Monday, January 7, 2008

Opposition ready to move on?

From speaking with opposition coalition representative Kakha Kukava, I get the impression they are seriously rethinking their earlier vow of continuous street protests.

They seem to have been in deliberations most of the day, considering how to move forward from here. Tomorrow, they'll meet with the CEC and international observers to register their complaints before making an announcement on their next rally.

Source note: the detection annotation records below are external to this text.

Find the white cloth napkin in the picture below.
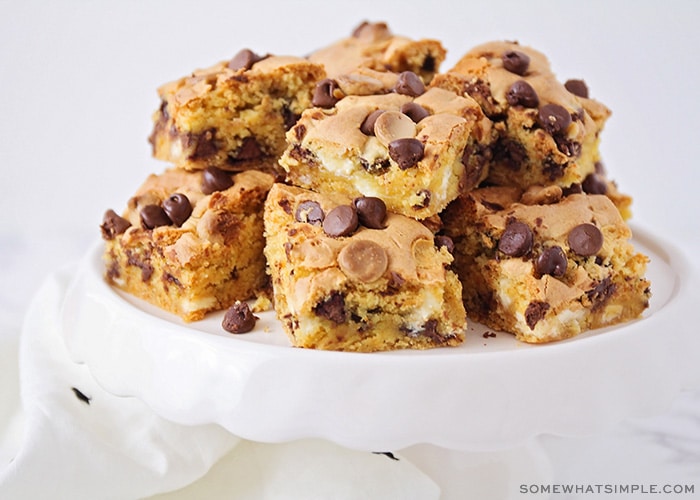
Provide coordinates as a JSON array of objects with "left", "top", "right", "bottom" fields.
[{"left": 0, "top": 268, "right": 440, "bottom": 500}]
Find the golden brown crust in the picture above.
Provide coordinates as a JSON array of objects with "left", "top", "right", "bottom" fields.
[
  {"left": 265, "top": 184, "right": 466, "bottom": 351},
  {"left": 309, "top": 22, "right": 447, "bottom": 83},
  {"left": 431, "top": 41, "right": 610, "bottom": 188},
  {"left": 150, "top": 56, "right": 325, "bottom": 170},
  {"left": 280, "top": 88, "right": 491, "bottom": 219},
  {"left": 443, "top": 187, "right": 650, "bottom": 343},
  {"left": 103, "top": 169, "right": 274, "bottom": 321}
]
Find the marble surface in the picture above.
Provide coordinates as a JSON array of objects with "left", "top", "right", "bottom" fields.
[{"left": 0, "top": 0, "right": 700, "bottom": 499}]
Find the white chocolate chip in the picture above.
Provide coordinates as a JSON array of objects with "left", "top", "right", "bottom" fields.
[
  {"left": 338, "top": 240, "right": 389, "bottom": 283},
  {"left": 374, "top": 111, "right": 416, "bottom": 147}
]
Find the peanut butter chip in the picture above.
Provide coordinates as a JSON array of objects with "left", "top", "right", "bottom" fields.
[
  {"left": 567, "top": 223, "right": 603, "bottom": 257},
  {"left": 338, "top": 240, "right": 389, "bottom": 283},
  {"left": 374, "top": 111, "right": 416, "bottom": 147}
]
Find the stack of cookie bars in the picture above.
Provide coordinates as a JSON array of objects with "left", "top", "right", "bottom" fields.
[{"left": 101, "top": 22, "right": 650, "bottom": 352}]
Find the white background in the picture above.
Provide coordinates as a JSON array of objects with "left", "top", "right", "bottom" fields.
[
  {"left": 0, "top": 0, "right": 700, "bottom": 496},
  {"left": 0, "top": 0, "right": 700, "bottom": 256}
]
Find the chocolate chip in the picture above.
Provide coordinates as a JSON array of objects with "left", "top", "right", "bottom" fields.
[
  {"left": 412, "top": 189, "right": 433, "bottom": 210},
  {"left": 163, "top": 193, "right": 192, "bottom": 227},
  {"left": 294, "top": 200, "right": 324, "bottom": 226},
  {"left": 313, "top": 291, "right": 347, "bottom": 324},
  {"left": 525, "top": 301, "right": 549, "bottom": 330},
  {"left": 538, "top": 103, "right": 571, "bottom": 135},
  {"left": 435, "top": 234, "right": 455, "bottom": 254},
  {"left": 139, "top": 205, "right": 172, "bottom": 229},
  {"left": 506, "top": 80, "right": 540, "bottom": 108},
  {"left": 352, "top": 196, "right": 386, "bottom": 229},
  {"left": 567, "top": 223, "right": 603, "bottom": 257},
  {"left": 586, "top": 276, "right": 617, "bottom": 311},
  {"left": 389, "top": 137, "right": 424, "bottom": 170},
  {"left": 202, "top": 167, "right": 233, "bottom": 194},
  {"left": 100, "top": 208, "right": 131, "bottom": 240},
  {"left": 535, "top": 246, "right": 568, "bottom": 278},
  {"left": 401, "top": 102, "right": 430, "bottom": 123},
  {"left": 228, "top": 49, "right": 265, "bottom": 71},
  {"left": 501, "top": 50, "right": 530, "bottom": 76},
  {"left": 311, "top": 78, "right": 340, "bottom": 108},
  {"left": 360, "top": 109, "right": 384, "bottom": 135},
  {"left": 183, "top": 128, "right": 219, "bottom": 160},
  {"left": 234, "top": 137, "right": 262, "bottom": 160},
  {"left": 498, "top": 221, "right": 533, "bottom": 257},
  {"left": 323, "top": 205, "right": 359, "bottom": 236},
  {"left": 394, "top": 71, "right": 425, "bottom": 97},
  {"left": 564, "top": 79, "right": 588, "bottom": 99},
  {"left": 221, "top": 302, "right": 258, "bottom": 333},
  {"left": 581, "top": 174, "right": 608, "bottom": 194}
]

It may be premature to call it, but I suspect they'll denounce the presidential election and then move on into a campaign for the parliamentary elections. There doesn't seem to be enough people willing to stand in the snow to give them clout in a standoff with the government -- but they could pick up plenty of seats in parliament if they play their hand right.


At January 8, 2008 at 7:34 AM , Blogger Texan said...

This is reminiscent of the 2000 election in the US between Al Gore and George Bush. The Gore camp demanded recount after recount, but the bottom line was that the election was fair and they lost. All they succeeded in doing was creating more partisan bickering and bringing negative attention to the election.

Georgia is a young democracy. Accept the results, which in the eyes of the OSCE and the world was fair, and move on. If the opposition wants to do something positive, then focus your attention on the parliamentary elections. All they’re doing now is looking like a bunch of spoiled brats that didn’t get their way. This is not the image Georgia needs to portray.

At January 8, 2008 at 3:48 PM , Anonymous Anonymous said...

Each country, exspecially Georgia with a young democracy, needs a good opposition. Eventho Misha is the best candidate, he sometimes makes mistakes and there should be a adequate respond to those mistakes. I can't say Gachechiladze is being the perfect opposition now. By intruding the CEC and making threats to Tarkhnishvili he is acting against all democtratic value's. It shock's me that apparently a quarter of Georgian people need such a leader. It's so easy to see the dark sides of Gachechiladze.

At January 8, 2008 at 4:54 PM , Anonymous Anonymous said...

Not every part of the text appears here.